17.  I will one day go to Boston to catch a game at Fenway, seated out in front of first base.

18.  I took Russian in high school, and a semester of Spanish in college.  Now the two get mashed together in my head if I try to think or speak in one language or the other.

19.  When I read the newspaper, I am beyond meticulous about how I fold the pages.  I have to read it in a certain order.  I can’t stand it when people rustle the paper and fold/turn the pages all willy nilly.  I know this is irrational.  I am looking forward to getting the paper daily again once we move back to Fairbanks.

20.  My toes are almost always painted a deep burgundy.  I need to repaint them today.

21.  I freak out about dirt under fingernails, or jagged nails.  I always have a nail file in my purse, and I’m constantly running my nails under each other to make sure they’re clear of stuff.  This used to bother my mother to no end.

22.  I can’t stand hot and muggy climates.  You can always add layers, but there’s only so much you can take off.  I can’t stand feeling too hot.  I get cranky.  This is one reason why I’m content to live somewhere where it is frequently too cold to snow.
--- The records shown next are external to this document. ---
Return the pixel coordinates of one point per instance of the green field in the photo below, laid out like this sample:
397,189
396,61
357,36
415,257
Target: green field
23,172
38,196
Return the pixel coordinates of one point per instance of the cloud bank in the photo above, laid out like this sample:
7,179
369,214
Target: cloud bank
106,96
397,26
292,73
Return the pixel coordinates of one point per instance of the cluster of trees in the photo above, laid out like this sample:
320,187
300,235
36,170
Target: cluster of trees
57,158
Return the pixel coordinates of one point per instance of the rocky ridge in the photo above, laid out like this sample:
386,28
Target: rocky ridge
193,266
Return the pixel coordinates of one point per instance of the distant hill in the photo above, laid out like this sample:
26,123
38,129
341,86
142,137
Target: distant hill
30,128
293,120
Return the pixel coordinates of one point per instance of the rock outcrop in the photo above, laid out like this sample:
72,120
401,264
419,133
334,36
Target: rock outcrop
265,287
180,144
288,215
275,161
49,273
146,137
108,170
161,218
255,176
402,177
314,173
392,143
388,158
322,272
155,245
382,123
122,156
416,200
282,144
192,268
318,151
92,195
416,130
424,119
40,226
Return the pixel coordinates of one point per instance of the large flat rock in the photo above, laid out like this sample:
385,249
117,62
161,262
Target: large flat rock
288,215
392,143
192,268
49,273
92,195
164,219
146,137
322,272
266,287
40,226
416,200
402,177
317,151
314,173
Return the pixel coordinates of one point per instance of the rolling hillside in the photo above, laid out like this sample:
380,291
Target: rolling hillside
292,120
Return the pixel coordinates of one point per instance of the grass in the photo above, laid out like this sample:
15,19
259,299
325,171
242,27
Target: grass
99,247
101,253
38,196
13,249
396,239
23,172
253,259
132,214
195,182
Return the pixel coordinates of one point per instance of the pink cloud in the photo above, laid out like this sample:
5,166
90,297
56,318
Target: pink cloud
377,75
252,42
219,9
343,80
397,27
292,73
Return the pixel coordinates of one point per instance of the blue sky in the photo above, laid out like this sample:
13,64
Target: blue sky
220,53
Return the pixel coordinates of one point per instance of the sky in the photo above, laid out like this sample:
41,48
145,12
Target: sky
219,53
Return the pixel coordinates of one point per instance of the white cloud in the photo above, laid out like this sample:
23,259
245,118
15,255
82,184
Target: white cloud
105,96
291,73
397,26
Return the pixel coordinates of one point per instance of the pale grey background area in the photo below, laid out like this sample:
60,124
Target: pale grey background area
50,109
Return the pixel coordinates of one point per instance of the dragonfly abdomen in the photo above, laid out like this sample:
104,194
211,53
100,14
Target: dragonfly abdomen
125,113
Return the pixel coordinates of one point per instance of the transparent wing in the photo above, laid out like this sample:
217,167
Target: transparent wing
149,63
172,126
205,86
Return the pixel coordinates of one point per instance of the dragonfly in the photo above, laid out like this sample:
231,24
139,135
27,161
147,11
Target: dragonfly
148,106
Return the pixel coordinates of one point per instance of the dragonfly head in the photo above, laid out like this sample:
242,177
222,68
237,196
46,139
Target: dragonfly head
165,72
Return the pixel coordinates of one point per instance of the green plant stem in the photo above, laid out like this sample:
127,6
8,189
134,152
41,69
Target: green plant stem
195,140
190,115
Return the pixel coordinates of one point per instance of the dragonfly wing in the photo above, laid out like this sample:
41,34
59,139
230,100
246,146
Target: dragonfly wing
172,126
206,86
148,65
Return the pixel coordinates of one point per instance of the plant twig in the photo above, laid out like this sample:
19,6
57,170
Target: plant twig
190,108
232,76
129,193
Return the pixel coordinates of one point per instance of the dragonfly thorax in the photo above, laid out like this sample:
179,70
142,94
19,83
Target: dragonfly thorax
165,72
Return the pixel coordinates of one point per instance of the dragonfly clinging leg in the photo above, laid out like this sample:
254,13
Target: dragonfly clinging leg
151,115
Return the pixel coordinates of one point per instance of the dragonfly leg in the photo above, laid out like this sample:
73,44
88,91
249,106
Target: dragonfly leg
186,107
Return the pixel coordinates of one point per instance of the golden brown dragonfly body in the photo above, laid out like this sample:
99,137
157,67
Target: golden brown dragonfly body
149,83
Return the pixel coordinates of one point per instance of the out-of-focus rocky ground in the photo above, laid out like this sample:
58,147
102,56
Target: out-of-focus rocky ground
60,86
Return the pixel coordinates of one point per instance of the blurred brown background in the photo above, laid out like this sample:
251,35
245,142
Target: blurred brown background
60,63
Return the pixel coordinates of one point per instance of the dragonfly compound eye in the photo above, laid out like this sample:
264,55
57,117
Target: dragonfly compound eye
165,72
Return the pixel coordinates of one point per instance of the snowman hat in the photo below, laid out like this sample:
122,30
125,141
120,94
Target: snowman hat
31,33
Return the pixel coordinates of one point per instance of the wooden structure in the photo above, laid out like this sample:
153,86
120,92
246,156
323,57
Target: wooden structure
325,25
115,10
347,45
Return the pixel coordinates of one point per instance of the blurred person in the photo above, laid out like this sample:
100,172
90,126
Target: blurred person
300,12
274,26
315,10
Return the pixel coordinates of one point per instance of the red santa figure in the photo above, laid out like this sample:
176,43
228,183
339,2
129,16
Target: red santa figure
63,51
23.  I cut my own hair when I have emotional crises.

24.  I love checklists.  I prefer to create a template for them and print them as needed.  I have them for menu planning (weekly and monthly), grocery shopping (broken down by section of store), housecleaning chores, and daily to-dos.

25.  I am tone-deaf.  Your ears would surely bleed to hear me sing.  It embarrasses me, so I try to do so only when alone, with my son, or with my best friend M.

Tagging:  Jen I., Amanda B., Amanda L., Jenn S., Shannon R., Chris S., Jessica B., Cara W., Becca S., Ali F., Benah P., Kiza M., Ashlee S., Trinity C., Karo S., Doug B., Matt C., MD., Rebecca G., Kelley R., Anjyla K., Tina S., Desiree E., Jenn A., Aimee A-W.

Bittersweet

I wish I could call you at midnight, mama.

Everyone else, Happy New Year. Go hug your loved ones.

Sorry, Mama

but I hate my sister. And her girls. And sometimes dad. They’re making it so hard to carry out your wishes with your estate. And they treat me like I was never really part of the family. I want nothing to do with them. They will never know the child growing inside me, and will never again have anything to do with JR. I am ashamed to be related to them.

I miss you so much. All I want in any given day is to be able to talk to you, hug you one more time, laugh with you. I don’t know how to do things without you. I never wanted to. I still don’t want to, but I get by every day somehow.

I had a horrible dream about you last night, and woke up terrified that I had caused you harm. I hope I made you happy. I hope I made you proud of me.

I miss you so much, mama, and I love you. Always.